Secondo un recente sondaggio condotto dalla società di consulenza Deloitte tra quasi 9.000 aziende di 119 Paesi, fra i quali anche la Slovacchia, un terzo delle imprese non è preparato ad affrontare le nuove tendenze globali e considera le risorse umane e le innovazioni tecnologiche come due universi distinti che viaggiano su binari separati.

Questo atteggiamento spesso ostacola o ritarda la possibilità di capitalizzare al massimo la tecnologia, nella convinzione che l’intelligenza artificiale e i robot costituiscano una minaccia incombente sul lavoro umano. La soluzione prospettata da molti osservatori (forse più facile a livello teorico che pratico) sta nella fusione tra automazione e conoscenza, ovvero tecnologizzare il lavoro senza perdere di vista la sua dimensione umana.

Proprio riguardo a questo punto chiave, emergono le debolezze di un sistema che riconosce, ma non sviluppa sufficientemente il capitale intellettuale, cioè quelle risorse indispensabili per garantire la capacità competitiva di un’azienda e determinarne il suo valore.

Le imprese che, a livello globale, ritengono il “benessere materiale del personale” come l’elemento più importante nel campo delle risorse umane sono almeno l’80%, secondo i dati raccolti da Deloitte.

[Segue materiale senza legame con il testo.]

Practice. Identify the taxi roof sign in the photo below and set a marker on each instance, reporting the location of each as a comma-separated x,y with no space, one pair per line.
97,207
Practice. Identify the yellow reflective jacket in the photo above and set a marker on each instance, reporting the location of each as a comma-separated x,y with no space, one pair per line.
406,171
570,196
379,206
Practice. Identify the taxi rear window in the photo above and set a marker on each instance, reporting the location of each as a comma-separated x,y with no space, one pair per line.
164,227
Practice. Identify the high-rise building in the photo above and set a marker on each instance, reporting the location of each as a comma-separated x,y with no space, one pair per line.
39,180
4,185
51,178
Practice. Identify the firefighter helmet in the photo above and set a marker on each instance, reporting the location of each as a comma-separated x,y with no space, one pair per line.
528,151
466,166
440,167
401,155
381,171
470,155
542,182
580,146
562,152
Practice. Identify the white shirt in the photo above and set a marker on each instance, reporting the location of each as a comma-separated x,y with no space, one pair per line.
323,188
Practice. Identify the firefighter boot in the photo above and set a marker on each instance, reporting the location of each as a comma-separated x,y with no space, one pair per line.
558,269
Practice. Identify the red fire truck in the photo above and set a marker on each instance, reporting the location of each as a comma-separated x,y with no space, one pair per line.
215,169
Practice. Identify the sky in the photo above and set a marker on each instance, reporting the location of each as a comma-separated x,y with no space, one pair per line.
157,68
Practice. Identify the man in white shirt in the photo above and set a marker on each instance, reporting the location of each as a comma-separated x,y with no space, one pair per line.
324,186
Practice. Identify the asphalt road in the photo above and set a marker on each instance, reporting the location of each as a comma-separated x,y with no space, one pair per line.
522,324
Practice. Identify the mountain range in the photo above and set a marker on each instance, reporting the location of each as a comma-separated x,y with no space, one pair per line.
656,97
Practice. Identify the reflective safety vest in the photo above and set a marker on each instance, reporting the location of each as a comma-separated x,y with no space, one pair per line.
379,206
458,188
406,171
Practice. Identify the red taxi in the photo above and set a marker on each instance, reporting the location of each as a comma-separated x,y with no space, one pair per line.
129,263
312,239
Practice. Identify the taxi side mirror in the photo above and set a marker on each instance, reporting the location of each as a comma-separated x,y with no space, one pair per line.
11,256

E questo atteggiamento si coniuga con la tendenza ad investire in tecnologia come se questa fosse la soluzione ottimale per garantire il successo dell’azienda. Secondo gli esperti di Deloitte, il problema di fondo è costituito dalla tendenza a trascurare l’aspetto della formazione e dello sviluppo della conoscenza dei dipendenti. La conseguenza è l’incapacità o l’impossibilità di sfruttare pienamente il potenziale offerto dalle nuove tecnologie e di mantenere o aumentare la competitività dell’azienda.

Un altro anello debole è la scarsa attenzione per il benessere “interiore” dei dipendenti. Una buona retribuzione non soddisfa pienamente se non è abbinata ad un ambiente di lavoro collaborativo, che promuova il senso di appartenenza ad un gruppo per il raggiungimento di un obiettivo comune. “Le persone vogliono e devono sentire di appartenere a qualcosa di più grande”, spiega Monika Kováčová, direttrice delle risorse umane della filiale slovacca di Deloitte. A suo giudizio, rafforzare il senso di appartenenza dei dipendenti dell’azienda, dopo la pandemia è diventata, soprattutto in termini di utilizzo dell’ambiente virtuale di lavoro, una delle sfide chiave nel campo delle risorse umane.

Sulla base dei risultati del sondaggio, Deloitte individua tre aree principali di intervento per le aziende:
• trovare il significato del lavoro;
• indentificarne il potenziale e la modalità migliore per sfruttare le competenze delle persone;
• modificare la percezione degli aspetti problematici del lavoro, imparando a trasformarli in opportunità grazie ad una capacità decisionale tempestiva ed efficace.

Realizzare questi cambiamenti strutturali all’interno di un’azienda richiede anche un cambiamento culturale e un approccio aperto alla progettualità del lavoro, allo sviluppo e alla gestione della conoscenza.